Robert Mitchnick, head of digital assets at BlackRock, the world's largest asset manager, made significant statements at the Digital Asset Summit in New York regarding institutional investor preferences. He revealed that institutional clients are increasingly narrowing their crypto allocations to just two assets: Bitcoin (BTC) and Ethereum (ETH).
Mitchnick stated that institutional investors view the vast majority of other altcoins as "short-lived, useless, and merely hype," with the majority being "nonsense." He noted that token turnover in the top ranks has been "pretty ferocious," with only Bitcoin and Ethereum demonstrating sustained long-term relevance. This has led to a strategic shift where "organizations are now focusing on a few assets instead of a broad portfolio."
Furthermore, Mitchnick positioned artificial intelligence (AI) as a more powerful and long-term structural catalyst for the crypto industry than the proliferation of new tokens. He argued for a "natural symbiosis" between the two sectors, describing crypto as "computer-native money" and AI as "computer-native data and intelligence." He suggested AI agents are unlikely to use traditional financial rails like Fedwire and SWIFT, implying a future need for crypto infrastructure.

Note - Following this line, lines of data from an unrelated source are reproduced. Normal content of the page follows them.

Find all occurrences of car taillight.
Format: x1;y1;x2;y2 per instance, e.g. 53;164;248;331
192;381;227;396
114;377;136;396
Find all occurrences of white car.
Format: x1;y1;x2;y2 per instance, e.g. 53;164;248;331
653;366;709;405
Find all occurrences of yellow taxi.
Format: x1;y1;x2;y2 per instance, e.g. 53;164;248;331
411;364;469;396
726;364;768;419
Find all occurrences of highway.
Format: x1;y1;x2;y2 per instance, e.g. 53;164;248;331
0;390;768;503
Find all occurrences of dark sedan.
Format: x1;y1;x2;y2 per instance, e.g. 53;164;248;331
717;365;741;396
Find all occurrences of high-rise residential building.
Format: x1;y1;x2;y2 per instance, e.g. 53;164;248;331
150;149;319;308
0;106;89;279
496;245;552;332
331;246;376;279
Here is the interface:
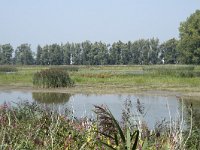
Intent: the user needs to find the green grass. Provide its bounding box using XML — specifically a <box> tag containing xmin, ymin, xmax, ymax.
<box><xmin>0</xmin><ymin>65</ymin><xmax>200</xmax><ymax>92</ymax></box>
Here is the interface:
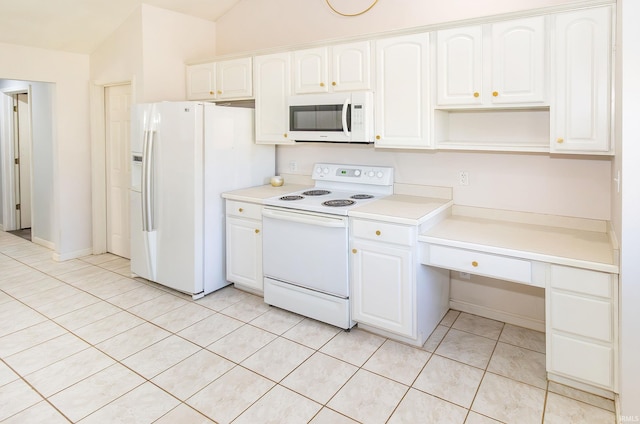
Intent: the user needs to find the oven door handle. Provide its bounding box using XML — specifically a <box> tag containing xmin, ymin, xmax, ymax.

This perspective is already influencing industry behavior. Mitchnick pointed out that a growing cohort of Bitcoin miners, including publicly listed firms like Hut 8, Core Scientific, and Iren, are reallocating data center capacity to AI workloads, attracted by more predictable income streams. This trend signals a convergence where crypto's core infrastructure—Bitcoin, Ethereum, and tokenization rails—is seen as essential plumbing for an AI-driven economy, while most other tokens are relegated to purely speculative and fleeting narratives.